The wombats love my salad, and we all tuck into dinner.
“It’s so late! I think that we’ll have to find a place to settle down for the night!” says Mrs Wombat.
“I thought I saw a cave in the cliffs back there” Wilfred says.
“Great! let’s check it out!” We all march over to the dark circle in the cliff, which is indeed a cave.
“This is very warm!” says Mrs Wombat. “Let’s sleep here tonight. And we do.
Then, at about midnight, something wakes me up. I don’t know what it is, but it doesn’t sound friendly. At first, it is a single, moaning yowl that speaks of loss, loss and terrible anger. I fall into the music. Then, more yowls join it. I pick out one voice that sounds louder than the rest. It speaks of anger, rage, FURY, but at the same time, it feels loss, and a terrible pain. Suddenly, I snap back to my senses. The cats! The yowling stops. And then, I see the cats silhouetted against the dark sky.
“Deadeyes!” one of the cats says, “I smell a rat!”
“Go check the scent out, Rosy Posy Eater Of Tosy.”
The cat (who I am assuming is Rosy Posy Eater Of Tosy) creeps towards our cave. I dart to the back of the cave, and cower in the shadows. She sniffs the air.
“The rat has been here.” she snarls back to Deadeyes.
“Good. We’re on the right trail.”
The next morning, we move on. I tell the others about my encounter with the wild cats. (Well, all except Wally. Mrs Wombat told me not to tell him any more scary tales. Apparently, he had nightmares last night about wild cats eating Mr Wombat!) We pack up, and each strap two or three bags of food and water to our backs. I take two bags of eggs, and so does Wilfred. Wilfred also has the metal slab and the soft board and hard stick. Mrs Wombat has a bag of salad greens, a bag of edible peppermint moss, and a bag of roots and bulbs. Mr Wombat has a bag of mushrooms, a bag of edible flowers, and a bag packed full of straw bedding. Wally has two bags (which I made out of kelp at my old home) of water.
We set out in the hot summer sun. After a few more days of walking, we are in a hot, humid forest. More than half our supplies that we packed at the meadow are gone, and Mrs Wombat says there’s still 20km to go. Our situation is getting grave. Suddenly, a huge shadow looms over me. If it is a cat, I have no chance against it. I close my eyes, and wait for the terrible pain that will signal the end of my life. None comes. I open my eyes. It’s a big black greyhound! I squeeze my eyes tightly shut again, then open them. It’s still there! And this greyhound looks strangely familiar.
“Parsley?” I breath.
“Parsley! You were the only thing I missed about that house!”
“I missed you too!” says Parsley. Wilfred arrives.

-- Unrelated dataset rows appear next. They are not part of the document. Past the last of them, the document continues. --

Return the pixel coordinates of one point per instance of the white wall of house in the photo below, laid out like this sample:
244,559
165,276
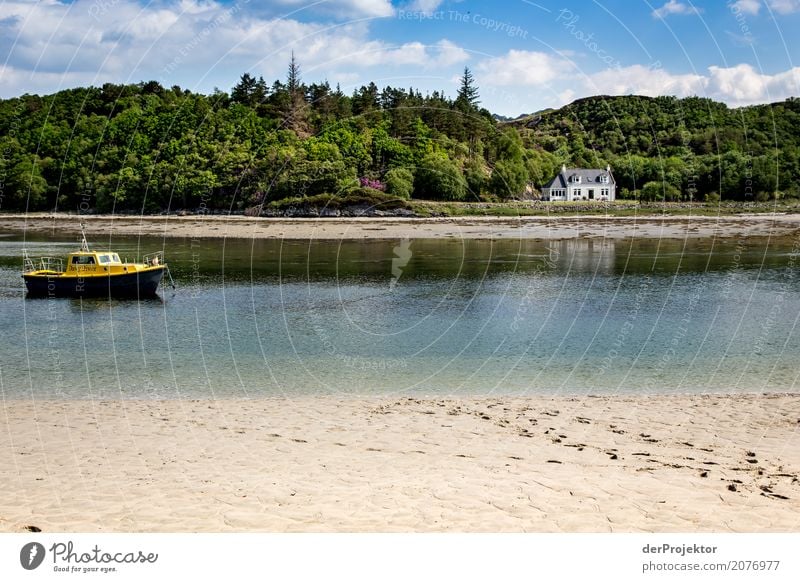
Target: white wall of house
579,187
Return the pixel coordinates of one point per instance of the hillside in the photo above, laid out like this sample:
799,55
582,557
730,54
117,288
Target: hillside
147,148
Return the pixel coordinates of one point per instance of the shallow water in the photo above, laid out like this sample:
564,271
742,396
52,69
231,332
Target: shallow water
421,316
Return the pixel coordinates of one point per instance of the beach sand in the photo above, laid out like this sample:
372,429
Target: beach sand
335,464
535,227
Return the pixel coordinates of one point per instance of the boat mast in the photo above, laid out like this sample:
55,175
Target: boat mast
84,244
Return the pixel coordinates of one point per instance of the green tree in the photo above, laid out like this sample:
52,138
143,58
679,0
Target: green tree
439,178
399,183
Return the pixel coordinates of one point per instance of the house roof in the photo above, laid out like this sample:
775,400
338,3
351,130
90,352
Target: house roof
588,176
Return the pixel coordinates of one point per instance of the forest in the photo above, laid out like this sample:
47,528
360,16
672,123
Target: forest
146,148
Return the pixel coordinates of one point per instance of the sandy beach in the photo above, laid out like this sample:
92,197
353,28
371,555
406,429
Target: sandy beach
334,464
533,227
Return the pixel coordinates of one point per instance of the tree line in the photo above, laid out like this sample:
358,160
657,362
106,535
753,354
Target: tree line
145,148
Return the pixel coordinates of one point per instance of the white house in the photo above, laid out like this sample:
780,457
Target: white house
579,184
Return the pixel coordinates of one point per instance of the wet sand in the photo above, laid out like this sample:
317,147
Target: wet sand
334,464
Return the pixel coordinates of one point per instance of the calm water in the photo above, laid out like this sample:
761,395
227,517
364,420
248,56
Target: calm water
252,318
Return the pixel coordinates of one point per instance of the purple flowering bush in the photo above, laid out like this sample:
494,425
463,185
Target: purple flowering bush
374,184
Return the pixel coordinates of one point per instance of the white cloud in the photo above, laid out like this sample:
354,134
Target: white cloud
784,6
193,43
346,8
738,85
743,85
675,7
746,6
523,68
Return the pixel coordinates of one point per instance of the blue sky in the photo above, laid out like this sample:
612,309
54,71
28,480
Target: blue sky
525,55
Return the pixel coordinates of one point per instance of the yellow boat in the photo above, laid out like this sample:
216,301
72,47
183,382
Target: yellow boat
93,273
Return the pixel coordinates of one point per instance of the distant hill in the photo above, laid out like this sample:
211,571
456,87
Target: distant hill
144,147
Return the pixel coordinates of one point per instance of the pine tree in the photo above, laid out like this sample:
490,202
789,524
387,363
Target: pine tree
297,115
293,78
467,99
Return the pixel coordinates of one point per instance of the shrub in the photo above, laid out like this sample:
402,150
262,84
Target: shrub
399,183
439,178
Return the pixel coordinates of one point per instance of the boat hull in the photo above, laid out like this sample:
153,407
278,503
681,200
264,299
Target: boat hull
138,284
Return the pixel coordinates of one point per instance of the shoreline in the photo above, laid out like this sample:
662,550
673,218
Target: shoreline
527,227
704,463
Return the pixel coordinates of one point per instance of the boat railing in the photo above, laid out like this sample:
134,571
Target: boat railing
154,259
27,262
42,264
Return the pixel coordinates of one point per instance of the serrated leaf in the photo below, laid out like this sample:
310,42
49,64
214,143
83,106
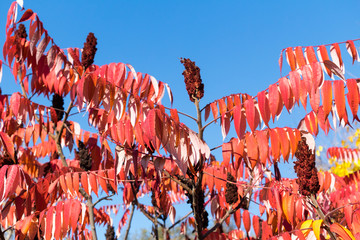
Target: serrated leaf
246,220
317,228
343,232
334,69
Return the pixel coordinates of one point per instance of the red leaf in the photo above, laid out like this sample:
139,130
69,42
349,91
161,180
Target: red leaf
214,109
252,114
274,100
263,103
300,57
84,182
339,93
315,99
93,183
27,15
290,57
353,96
310,55
263,141
326,94
344,233
275,144
226,153
15,103
246,220
352,50
58,223
237,218
68,180
12,180
323,56
252,149
285,145
335,54
239,121
286,95
49,223
256,226
7,143
2,185
76,182
295,85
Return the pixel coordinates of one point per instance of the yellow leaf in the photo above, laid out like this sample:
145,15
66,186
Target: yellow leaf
316,228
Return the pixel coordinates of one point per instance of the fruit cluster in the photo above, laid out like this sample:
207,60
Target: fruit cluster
89,50
305,169
192,79
231,194
84,156
58,105
110,233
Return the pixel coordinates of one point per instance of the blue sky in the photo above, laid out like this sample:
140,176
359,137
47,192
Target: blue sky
235,43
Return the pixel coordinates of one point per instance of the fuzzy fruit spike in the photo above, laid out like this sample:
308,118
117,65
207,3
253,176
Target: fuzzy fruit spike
89,50
20,32
84,157
305,169
58,105
192,79
110,233
231,194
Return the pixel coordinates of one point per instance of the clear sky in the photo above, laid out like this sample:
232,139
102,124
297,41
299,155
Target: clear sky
235,43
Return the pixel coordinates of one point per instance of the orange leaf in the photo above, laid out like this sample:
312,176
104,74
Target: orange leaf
239,121
326,94
352,50
252,114
290,57
252,149
275,144
93,183
339,93
353,96
300,57
286,94
263,103
7,143
84,182
323,56
237,218
246,220
343,232
274,100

“Stanley… Is that who I think it is?”
“Yes Wilfred! Yes Yes! It is!”
“PARSLEY!” Yells Wilfred.
“Yes! It’s me, Wilfred!” I notice that Mrs Wombat, Mr Wombat and Wally are staring at us, utterly confused. I quickly explain.
“It’s Parsley. Back at my old house, he used to give Wilfred and I rides around town. He was our best friend.”
“Yes, that’s right.” says Parsley. “Now, would you all mind having another ride…”
“Er… Parsley, it may not be the best time for this…”
“…TO THE HARBOUR?”
“Oh Parsley, would you really?”
“Yes! I would do anything for you! You’re my best friend!
“Oh Parsley! You are so kind!” We pack our supplies again, hop onto Parsley’s back, and sail into the sunset. TO THE HARBOUR!!!!!